No one in the crowd acted as if these weekend protests were part of a last-ditch effort. They responded to the energy of the organizers, who think of them more as opening salvos. More protests -- more intense, more frequent -- are on the way.
Although many of their actions, such as the 2-hour, 15-minute march through Oakland and Shadyside that followed the rally, appear to be completely spontaneous, the local anti-war groups carefully prepare for their actions.
The first shots of war won't deter this crowd. Members of PAPPY, a group of high school students against the war, will speak tonight at a Pittsburgh Public Schools board meeting to try to convince board members to sign a peace resolution. Plans are already in place for a demonstration on the sidewalk outside the federal building the day the war begins.
Calling the protesters "irrelevant" has, if anything, strengthened their resolve.

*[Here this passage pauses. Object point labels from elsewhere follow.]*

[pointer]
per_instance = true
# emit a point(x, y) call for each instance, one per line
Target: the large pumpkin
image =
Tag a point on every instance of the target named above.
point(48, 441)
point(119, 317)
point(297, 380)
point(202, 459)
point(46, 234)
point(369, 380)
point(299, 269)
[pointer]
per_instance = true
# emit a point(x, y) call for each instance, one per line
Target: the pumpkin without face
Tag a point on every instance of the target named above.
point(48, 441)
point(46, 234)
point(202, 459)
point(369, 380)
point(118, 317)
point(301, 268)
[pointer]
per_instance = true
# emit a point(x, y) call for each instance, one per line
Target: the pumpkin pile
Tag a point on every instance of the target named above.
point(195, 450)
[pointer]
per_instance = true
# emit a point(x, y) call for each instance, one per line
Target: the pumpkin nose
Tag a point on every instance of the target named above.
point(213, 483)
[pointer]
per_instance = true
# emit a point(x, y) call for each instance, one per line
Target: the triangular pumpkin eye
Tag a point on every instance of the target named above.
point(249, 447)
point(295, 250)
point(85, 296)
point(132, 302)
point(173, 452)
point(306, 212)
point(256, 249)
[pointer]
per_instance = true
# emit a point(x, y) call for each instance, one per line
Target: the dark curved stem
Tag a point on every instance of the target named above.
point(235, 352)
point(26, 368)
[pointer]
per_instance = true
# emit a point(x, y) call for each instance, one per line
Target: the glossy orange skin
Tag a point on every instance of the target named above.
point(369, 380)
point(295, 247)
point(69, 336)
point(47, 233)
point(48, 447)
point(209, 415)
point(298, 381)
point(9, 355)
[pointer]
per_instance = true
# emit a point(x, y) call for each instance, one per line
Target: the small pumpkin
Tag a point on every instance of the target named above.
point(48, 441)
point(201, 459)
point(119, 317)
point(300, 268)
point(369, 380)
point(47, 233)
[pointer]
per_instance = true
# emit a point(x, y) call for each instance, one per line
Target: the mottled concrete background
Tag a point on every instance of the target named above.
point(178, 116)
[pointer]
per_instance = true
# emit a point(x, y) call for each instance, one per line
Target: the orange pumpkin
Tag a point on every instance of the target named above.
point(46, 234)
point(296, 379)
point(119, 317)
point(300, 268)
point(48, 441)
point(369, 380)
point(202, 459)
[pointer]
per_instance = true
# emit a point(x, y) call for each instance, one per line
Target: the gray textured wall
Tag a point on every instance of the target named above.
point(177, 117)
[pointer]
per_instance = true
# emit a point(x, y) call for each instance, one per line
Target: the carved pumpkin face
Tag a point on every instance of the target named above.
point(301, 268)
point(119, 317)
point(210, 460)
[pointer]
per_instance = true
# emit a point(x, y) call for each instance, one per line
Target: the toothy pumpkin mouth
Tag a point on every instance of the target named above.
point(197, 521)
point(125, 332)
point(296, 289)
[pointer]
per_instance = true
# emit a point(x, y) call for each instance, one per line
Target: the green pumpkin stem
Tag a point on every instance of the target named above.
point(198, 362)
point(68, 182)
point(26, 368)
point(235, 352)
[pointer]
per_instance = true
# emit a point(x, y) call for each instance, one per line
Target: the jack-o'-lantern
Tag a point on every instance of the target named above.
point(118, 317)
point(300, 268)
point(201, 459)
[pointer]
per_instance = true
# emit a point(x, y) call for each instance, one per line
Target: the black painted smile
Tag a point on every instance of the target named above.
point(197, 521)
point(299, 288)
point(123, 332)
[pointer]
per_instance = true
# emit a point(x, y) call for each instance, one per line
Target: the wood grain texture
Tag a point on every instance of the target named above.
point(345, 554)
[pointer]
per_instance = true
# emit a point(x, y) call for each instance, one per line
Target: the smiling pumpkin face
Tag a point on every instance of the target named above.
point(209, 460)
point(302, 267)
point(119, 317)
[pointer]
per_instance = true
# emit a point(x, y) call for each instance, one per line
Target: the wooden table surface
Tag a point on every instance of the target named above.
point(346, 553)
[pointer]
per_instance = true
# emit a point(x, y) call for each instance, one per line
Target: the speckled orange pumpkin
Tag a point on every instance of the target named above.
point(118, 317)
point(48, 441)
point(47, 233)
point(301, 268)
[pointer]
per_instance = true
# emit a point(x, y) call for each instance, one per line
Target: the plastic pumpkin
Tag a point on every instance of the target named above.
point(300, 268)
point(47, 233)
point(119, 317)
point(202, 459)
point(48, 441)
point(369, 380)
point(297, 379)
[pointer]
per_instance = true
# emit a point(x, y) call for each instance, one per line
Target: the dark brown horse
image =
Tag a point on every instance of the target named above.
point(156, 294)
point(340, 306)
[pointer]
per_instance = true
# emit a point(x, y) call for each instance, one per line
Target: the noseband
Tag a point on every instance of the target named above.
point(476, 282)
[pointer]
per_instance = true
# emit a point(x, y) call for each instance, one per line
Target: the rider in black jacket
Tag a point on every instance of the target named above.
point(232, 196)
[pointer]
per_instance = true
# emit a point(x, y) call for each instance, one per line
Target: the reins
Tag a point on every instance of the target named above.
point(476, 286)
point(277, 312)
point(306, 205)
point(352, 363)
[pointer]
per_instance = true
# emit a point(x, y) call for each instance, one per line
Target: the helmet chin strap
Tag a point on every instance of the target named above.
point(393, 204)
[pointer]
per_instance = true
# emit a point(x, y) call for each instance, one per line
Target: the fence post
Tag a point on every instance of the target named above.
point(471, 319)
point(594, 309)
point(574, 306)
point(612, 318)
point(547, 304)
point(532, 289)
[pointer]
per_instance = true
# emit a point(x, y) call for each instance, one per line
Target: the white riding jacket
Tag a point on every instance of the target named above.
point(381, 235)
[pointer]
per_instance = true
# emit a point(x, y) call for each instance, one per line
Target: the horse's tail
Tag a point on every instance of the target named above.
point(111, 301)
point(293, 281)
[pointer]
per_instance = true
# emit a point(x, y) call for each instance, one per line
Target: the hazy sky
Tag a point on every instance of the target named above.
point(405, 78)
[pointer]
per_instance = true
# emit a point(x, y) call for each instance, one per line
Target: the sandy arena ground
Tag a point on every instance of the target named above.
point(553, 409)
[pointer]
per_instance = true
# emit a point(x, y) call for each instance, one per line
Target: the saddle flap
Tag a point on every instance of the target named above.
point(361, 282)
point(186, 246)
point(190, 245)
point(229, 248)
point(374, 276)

"There's a bigger call to increase disruptiveness," said Alex Bradley, one of the leaders of the Pittsburgh Organizing Group, called POG. "A number of people think an escalation is key."
Vining agreed.
"When people are not having the feeling that they are listened to, that's when they rise up," he said.
POG, which has organized many of the local actions along with the Merton center, opened yesterday's events with a Picnic for Peace. But the group kept its name away from publicity for the event because it wanted to attract a wide variety of people with anti-war sentiments, even those who don't necessarily share POG's political views.
"We want to create a culture of resistance," Bradley said. "And we want to show the inter-connectedness of communities."
Overall, the group on Flagstaff Hill wasn't much different than the typical warm, spring Sunday afternoon crowd. Like most anti-war protests, this one attracted a variety of people:
A middle-aged man standing apart from the crowd, who gave his name only as "Dan," said he had never before protested anything in his life. He explained himself with five words: "I'm fed up with this."
Tom Rehm of Butler, who noted that the peace movement isn't all that out of the mainstream if 150 people showed up in his town, of all places, for a rally, and three companions discussed how even if the demonstrations don't change Bush's mind, maybe they will give other American citizens something to think about.
Valentina Barsom, of Squirrel Hill, a native Ukrainian who came to the United States in 1952, said she hasn't been sleeping well lately. A survivor of World War II, she spent part of her childhood in a German camp for displaced persons.
"I know what war is all about," she said. "I know what it is to live in fear. I came to this country because it embraced peace and justice. I was proud of my adopted country because it always seemed to be on the side of justice. And now it's all been turned upside-down."
After the rally, about 300 people marched through the streets of Oakland and Shadyside, stopping only to rally in two-minute intervals at major intersections such as Fifth and Negley avenues or to make side trips into The Gap, Banana Republic and Starbucks.
"No sweatshops, no war," the protesters changed.
Police monitored the march at a discreet distance, several blocks or a parallel street away. A couple of squad cars and an ambulance trailed the marchers; directly in front of the first car, five protesters carried a banner that read: "Police for peace."
Aside from a handful of testy motorists, the only confrontation with passersby came at Carnegie Mellon University's Delta Upsilon fraternity on Forbes Avenue, where brothers displayed signs that read: "Nuke Paris," "More Bombs, Cheap Gas" and "Remember 9/11?"
The marchers encountered far more motorists and passersby who extended the peace sign or honked in support.
Such support bolstered the protesters' spirits.
"I'd like to think that at some point people will start questioning the credibility of statements coming out of the administration," Bradley said. "How many times do they have to say something and then have it disproved before people are questioning it at the beginning?"